You may consider coming to therapy for a number of reasons. Perhaps you feel your life is missing something, but you can’t put your finger on what it is. Or maybe you recognize that your responses to life circumstances are out of balance.

You may have a hard time relating to people, or you may feel depressed or anxious. You may be craving a meaningful connection with another, but you either could never form one or found yourself in an unhappy or troubled relationship.

Whatever your reasons may be, it doesn’t change the fact that contacting a counsellor may feel very unsafe for you.

What may hold you back from contacting a counsellor

Many people have had at least one, if not several, experiences of being mistreated, neglected, abandoned or belittled by others at some point in their lives. You might be one of those people who suffered at the hands of others, either because they have taken actions against you or didn’t protect you from somebody else’s actions.

Because of the mistreatment, you may have become less trusting. Therefore, bringing yourself into therapy can almost seem counter-intuitive.

You’ve been hurt by other people, and yet, for the therapy to work, you have to trust a human being to help you. Seeing a counsellor means showing parts yourself that you are not comfortable sharing with others. It means being open and vulnerable and letting someone else care for you.
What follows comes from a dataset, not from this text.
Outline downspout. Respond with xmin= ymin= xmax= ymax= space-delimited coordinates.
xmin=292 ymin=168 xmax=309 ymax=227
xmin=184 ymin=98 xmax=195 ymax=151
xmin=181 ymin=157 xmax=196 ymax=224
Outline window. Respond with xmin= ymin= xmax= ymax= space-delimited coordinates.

Another reason why you might hesitate to contact a counsellor is because counselling requires commitment and an investment of time, money and energy. You might be asking yourself, “Am I ready to show up every week and let myself be seen for who I am?”

The upside of taking the first step

The upside of making contact with a counsellor is that as soon as you break through the first barrier, you will feel like your life has already moved forward. You will also feel a sense of accomplishment.

Once you reach out to another human being and receive a response, you will feel you are no longer alone facing your challenges. You will get a sense of who your counsellor is, which should help you feel more confident about your decision.

Potentially, the very first session can provide you with an immediate relief from the burden you have been carrying for a long time. At the very least, you will have the experience of being heard, understood, validated and supported.

By making the first step of contacting a counsellor, you can set a new course for your life.


Trusting somebody new, especially if you’ve been hurt, is not easy. Depending on the severity of what you’re living with, it can take months, or even longer, to develop a sense of security with your therapist so that what exists beneath the surface can come to the surface and be healed.

Real healing doesn’t occur overnight, but the rewards you get from the experience should last you a lifetime. 


Have you thought about going for counselling but have not been able to make the first step? What were your reasons? What would help you make the first step?


Juliet - September 4th, 2013 at 10:20pm

Great article, Joseph.

Mia - September 4th, 2013 at 11:11pm

Thank You Joseph!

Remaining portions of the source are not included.